Thursday, June 04, 2015

New Jersey Gay Conversion Therapy Court Case Begins


Anyone who has seriously looked into "conversion therapy" and "ex-gay ministries" knows that they are fraudulent, but for years they have dogged  accountability and liability by hiding behind religious belief and typically not using licensed therapists who might be held accountable by state licensing authorities.  The main purpose of the "ministries" has been to rake in money - some charge $10,000 or more per year - and to maintain the myth for political purposes that gays can "change."  The sad reality is that one is as likely to be cured of metastasized cancer by an African witch doctor as they are to be made "straight" by one of these "ministries."  Hence why the case pending in New Jersey is unique because it is based on consumer fraud.  The Guardian has details on the opening statements.  Here are excerpts:
[I]in his opening statement for the plaintiffs, David Dinielli, deputy legal director of the Southern Poverty Law Center that has spearheaded the lawsuit, said that all three men named in the action had been deceived. “The young men are all gay. They were defrauded – they paid money to the defendants to change them from gay to straight but all they got was junk science and discredited so-called ‘cures’.”

He added: “Jonah lied – they made it worse.”

In addition to Unger, the plaintiffs include Chaim Levin who was 18 when he sought the help of Jonah and Michael Ferguson who was 25.

Dinielli outlined in court the multiple lies he said Jonah’s founders and contractors had told the plaintiffs about their services. They included the claim that homosexuality was a disease or disorder. “This is false. There is a long-standing scientific consensus that homosexuality is not a disease or disorder but a normal variation of human sexuality,” Dinielli said.

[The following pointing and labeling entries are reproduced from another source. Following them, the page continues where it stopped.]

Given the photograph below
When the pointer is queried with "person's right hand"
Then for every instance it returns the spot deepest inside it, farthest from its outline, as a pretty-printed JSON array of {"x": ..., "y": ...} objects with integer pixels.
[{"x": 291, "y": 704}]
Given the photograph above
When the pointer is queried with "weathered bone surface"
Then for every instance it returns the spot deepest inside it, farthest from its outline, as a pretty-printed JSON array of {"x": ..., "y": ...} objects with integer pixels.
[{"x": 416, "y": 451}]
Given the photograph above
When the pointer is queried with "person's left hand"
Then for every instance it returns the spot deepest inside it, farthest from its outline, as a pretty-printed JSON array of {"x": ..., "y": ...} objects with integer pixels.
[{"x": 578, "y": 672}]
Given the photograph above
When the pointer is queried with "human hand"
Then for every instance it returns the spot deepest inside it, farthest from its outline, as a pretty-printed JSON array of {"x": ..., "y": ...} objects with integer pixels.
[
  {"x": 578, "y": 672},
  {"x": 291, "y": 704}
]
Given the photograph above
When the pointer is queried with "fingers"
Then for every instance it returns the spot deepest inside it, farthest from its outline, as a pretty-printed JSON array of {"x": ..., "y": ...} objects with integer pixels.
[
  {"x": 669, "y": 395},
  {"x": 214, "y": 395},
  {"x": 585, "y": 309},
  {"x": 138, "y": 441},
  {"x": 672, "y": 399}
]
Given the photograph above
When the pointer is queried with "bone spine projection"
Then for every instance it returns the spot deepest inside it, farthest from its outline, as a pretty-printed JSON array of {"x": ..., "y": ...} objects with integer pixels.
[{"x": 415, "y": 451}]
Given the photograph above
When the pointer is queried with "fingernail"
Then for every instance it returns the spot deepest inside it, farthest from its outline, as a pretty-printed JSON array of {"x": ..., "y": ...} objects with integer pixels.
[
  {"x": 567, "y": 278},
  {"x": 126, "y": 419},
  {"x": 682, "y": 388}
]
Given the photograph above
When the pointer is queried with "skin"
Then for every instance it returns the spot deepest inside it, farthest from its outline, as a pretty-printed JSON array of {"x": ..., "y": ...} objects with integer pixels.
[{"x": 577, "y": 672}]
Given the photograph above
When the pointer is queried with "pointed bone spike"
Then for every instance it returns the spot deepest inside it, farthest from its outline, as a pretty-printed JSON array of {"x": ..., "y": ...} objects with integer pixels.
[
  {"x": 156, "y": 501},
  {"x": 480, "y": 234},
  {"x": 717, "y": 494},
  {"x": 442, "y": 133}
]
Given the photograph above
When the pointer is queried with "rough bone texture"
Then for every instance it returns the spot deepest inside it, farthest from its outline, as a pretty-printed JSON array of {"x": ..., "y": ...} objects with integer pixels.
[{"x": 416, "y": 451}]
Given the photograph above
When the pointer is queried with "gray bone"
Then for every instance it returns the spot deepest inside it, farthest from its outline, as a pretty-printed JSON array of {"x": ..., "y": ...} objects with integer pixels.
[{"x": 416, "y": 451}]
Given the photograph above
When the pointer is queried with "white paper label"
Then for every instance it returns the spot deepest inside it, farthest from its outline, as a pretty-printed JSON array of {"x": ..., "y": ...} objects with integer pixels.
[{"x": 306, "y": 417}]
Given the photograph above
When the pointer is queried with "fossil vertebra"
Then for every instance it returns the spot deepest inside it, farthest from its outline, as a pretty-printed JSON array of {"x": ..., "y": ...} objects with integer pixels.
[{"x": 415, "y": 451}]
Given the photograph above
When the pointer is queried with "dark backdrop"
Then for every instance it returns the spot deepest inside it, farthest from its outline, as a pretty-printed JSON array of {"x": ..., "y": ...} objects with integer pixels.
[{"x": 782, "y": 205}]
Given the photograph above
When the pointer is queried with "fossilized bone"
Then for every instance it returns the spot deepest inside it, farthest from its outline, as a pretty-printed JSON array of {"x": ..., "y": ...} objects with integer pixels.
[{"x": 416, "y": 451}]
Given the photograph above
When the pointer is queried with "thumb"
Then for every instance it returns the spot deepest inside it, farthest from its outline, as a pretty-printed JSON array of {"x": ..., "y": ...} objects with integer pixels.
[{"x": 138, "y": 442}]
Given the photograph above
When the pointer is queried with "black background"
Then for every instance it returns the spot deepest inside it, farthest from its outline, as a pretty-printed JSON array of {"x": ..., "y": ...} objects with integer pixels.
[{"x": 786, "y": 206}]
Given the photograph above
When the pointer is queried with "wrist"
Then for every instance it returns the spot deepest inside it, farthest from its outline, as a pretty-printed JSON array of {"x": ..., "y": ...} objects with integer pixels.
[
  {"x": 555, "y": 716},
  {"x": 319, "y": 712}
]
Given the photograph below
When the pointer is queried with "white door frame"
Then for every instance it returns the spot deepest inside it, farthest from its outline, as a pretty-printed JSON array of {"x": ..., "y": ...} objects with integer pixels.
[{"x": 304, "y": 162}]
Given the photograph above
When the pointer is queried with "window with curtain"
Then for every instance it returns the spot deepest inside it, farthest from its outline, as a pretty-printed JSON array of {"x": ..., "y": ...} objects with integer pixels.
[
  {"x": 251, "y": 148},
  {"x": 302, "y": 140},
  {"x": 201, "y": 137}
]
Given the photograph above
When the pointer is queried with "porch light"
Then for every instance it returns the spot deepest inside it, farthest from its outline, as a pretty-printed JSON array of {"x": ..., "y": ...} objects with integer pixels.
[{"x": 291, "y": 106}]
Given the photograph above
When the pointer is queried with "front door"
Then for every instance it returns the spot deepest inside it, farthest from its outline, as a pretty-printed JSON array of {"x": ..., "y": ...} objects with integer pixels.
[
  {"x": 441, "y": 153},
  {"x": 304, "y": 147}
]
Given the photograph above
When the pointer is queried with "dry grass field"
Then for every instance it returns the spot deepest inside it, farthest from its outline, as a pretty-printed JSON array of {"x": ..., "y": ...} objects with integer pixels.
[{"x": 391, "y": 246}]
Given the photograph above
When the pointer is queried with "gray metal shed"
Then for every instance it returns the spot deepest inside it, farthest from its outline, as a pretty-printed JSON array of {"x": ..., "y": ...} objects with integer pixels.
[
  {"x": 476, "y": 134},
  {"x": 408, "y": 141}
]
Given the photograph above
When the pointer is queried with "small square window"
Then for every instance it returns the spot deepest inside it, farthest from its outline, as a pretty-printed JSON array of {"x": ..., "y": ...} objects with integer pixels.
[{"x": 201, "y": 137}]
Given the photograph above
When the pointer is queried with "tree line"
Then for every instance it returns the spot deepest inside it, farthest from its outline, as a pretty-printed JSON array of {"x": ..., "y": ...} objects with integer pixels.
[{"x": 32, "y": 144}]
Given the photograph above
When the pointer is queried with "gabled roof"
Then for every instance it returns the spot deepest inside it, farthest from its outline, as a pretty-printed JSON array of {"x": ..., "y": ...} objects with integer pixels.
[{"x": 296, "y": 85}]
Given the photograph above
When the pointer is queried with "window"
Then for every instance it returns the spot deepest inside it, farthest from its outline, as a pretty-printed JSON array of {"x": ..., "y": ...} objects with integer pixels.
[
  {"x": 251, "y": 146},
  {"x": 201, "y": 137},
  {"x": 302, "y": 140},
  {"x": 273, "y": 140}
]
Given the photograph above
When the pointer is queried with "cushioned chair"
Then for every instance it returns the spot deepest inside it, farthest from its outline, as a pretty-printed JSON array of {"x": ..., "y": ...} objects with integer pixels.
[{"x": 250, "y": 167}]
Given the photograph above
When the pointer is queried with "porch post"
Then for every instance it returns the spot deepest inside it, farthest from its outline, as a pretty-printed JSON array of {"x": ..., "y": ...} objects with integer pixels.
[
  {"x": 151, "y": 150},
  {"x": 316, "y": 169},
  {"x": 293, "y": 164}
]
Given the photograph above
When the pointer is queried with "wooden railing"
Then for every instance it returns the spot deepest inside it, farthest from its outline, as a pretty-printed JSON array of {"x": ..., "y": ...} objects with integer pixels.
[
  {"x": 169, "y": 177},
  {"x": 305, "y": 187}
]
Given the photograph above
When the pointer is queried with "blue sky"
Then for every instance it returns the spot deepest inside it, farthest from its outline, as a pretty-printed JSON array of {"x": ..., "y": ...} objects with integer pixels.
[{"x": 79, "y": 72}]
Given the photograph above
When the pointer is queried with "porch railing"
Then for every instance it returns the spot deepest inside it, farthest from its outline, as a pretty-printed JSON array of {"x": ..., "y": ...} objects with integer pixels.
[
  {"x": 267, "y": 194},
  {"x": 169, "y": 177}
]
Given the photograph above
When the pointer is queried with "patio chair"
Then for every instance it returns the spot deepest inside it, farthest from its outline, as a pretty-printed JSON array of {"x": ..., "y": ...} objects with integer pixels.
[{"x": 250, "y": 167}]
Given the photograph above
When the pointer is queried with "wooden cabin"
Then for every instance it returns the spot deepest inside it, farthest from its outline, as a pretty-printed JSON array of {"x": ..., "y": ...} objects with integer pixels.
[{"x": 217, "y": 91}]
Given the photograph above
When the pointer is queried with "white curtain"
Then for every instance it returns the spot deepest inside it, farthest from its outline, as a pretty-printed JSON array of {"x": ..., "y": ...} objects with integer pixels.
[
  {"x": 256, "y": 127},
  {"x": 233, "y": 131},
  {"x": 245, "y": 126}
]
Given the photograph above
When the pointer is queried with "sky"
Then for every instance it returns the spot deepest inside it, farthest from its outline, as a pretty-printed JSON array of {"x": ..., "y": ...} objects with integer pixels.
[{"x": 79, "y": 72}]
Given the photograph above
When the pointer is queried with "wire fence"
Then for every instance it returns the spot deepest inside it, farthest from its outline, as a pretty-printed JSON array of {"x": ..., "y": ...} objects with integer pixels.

The judge presiding over the case, Peter Bariso, has already ruled in pre-trial hearings that should it be proven that Jonah described homosexuality as a medical or mental – as opposed to religious – disease or disorder, that would be a violation of the state’s consumer fraud act.

Dinielli went on to say that Jonah had claimed falsely:
  • that its therapy was based on science;
  • that it had successfully cured a third of the men who had been through its program – a figure that it boasted despite having kept no records of past cases;
  • and that the conversion could be effected within three or four years.
Dinielli described aspects of Jonah’s activities that he implied to the jury were peculiar or irregular. One such activity – or “process” as Jonah calls it – was “healthy touch” where younger clients and older counselors held each other for long periods of time.

“They turn the lights down low, play soft music and cuddle. The theory is that gay men missed out on father physical affection when they were young and that’s one of the reasons they are gay. The theory is that old men possess ‘golden father energy’ that they can transmit to the younger participants,” Dinielli said.

The trial is expected to last three weeks.

Hopefully the plaintiffs win and the case set set the template for suing other of these quack ministries run by Charlatans like Michele Bachmann's closeted husband "Marcia" Bachmann.  These scam artists need to be shut down nationwide.